LPA Fain and LPM King inspected the physical plant including but not limited to the kitchen, dining room, resident bedrooms; resident bathrooms, laundry room, living area, common TV area, and outside of the facility to ensure compliance with Title 22 regulations. Facility is an RCFE facility with a current census of 6. Facility has 5 bedrooms and 2 bathrooms for resident use. Bathroom 2 is part or room 1 which accommodates 2 residents. Facility currently provides care for 2 ambulatory residents, 4 non ambulatory residents, none of which are bedridden.

Water temperature reads 112.6 which is within the regulated temperature of 105*F to 120*F in the bathroom and room temperature reads 76 degrees Fahrenheit. LPAs observed the facility to have adequate food supply. Resident rooms were sanitary and had the required furniture and furnishings. The facility common areas were sanitary and furnished. Fire extinguisher was serviced 9/4/2022 and is in compliance.

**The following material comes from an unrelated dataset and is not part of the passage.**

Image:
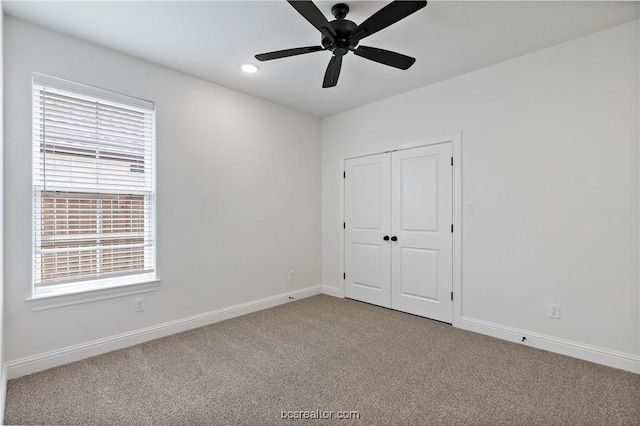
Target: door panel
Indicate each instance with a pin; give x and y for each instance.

Garden Area was observed to have broken and collapsing boards, broken lighting, broken benches, Broken planters, broken statuary, bags of recycling, and debris. Pathway was observed to have uneven and missing pavers. Hose was observed in pathway creating tripping hazard.

Gates to both sides of house are in need of repair.

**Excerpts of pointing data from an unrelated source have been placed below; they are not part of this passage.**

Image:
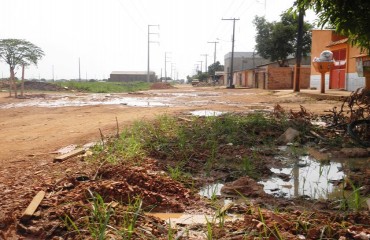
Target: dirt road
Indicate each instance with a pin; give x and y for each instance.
(44, 123)
(32, 129)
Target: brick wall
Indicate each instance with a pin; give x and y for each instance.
(280, 78)
(283, 77)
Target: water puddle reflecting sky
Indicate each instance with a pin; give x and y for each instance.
(308, 178)
(206, 113)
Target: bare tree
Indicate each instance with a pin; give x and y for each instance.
(18, 52)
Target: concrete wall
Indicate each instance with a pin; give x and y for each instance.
(321, 39)
(131, 77)
(354, 81)
(315, 81)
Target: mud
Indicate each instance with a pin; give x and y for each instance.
(32, 135)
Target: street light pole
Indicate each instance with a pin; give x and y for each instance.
(230, 85)
(205, 67)
(214, 53)
(148, 70)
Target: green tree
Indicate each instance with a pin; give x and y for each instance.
(201, 76)
(277, 40)
(18, 53)
(350, 18)
(215, 67)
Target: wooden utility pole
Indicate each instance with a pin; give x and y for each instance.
(230, 78)
(296, 87)
(214, 53)
(149, 42)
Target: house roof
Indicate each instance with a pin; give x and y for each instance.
(243, 54)
(131, 72)
(344, 40)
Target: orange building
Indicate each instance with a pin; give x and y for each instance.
(343, 75)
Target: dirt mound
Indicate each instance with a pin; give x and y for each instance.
(43, 86)
(31, 85)
(112, 190)
(161, 85)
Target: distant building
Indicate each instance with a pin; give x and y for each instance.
(244, 61)
(343, 75)
(252, 71)
(131, 76)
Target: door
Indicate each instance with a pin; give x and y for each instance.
(338, 72)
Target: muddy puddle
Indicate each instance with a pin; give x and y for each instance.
(306, 178)
(206, 113)
(89, 100)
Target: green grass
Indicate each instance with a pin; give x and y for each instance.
(105, 87)
(210, 140)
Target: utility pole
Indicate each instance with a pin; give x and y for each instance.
(165, 65)
(205, 67)
(230, 78)
(149, 42)
(214, 53)
(172, 68)
(296, 87)
(201, 66)
(79, 70)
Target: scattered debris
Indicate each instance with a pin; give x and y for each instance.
(69, 155)
(33, 206)
(288, 136)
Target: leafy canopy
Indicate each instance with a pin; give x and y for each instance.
(277, 40)
(16, 52)
(350, 18)
(214, 68)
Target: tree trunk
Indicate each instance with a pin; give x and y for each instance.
(22, 85)
(11, 81)
(14, 83)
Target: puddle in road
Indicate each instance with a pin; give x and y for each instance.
(211, 190)
(206, 113)
(88, 100)
(309, 177)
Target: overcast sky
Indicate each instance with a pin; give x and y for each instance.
(112, 35)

Laundry room was unlocked and Toxins were observed in unlocked cabinets and on the floor.

3 cans of food was observed to be expired. TA was provided and a reinspection will occur.


SUPERVISOR'S NAME: Liza KingTELEPHONE: (916) 263-4752
LICENSING EVALUATOR NAME: Jennifer FainTELEPHONE: 916-263-4700
LICENSING EVALUATOR SIGNATURE:
DATE: 06/30/2023
I acknowledge receipt of this form and understand my licensing appeal rights as explained and received.
FACILITY REPRESENTATIVE SIGNATURE:
DATE: 06/30/2023
This report must be available at Child Care and Group Home facilities for public review for 3 years.

LIC809 (FAS) - (06/04)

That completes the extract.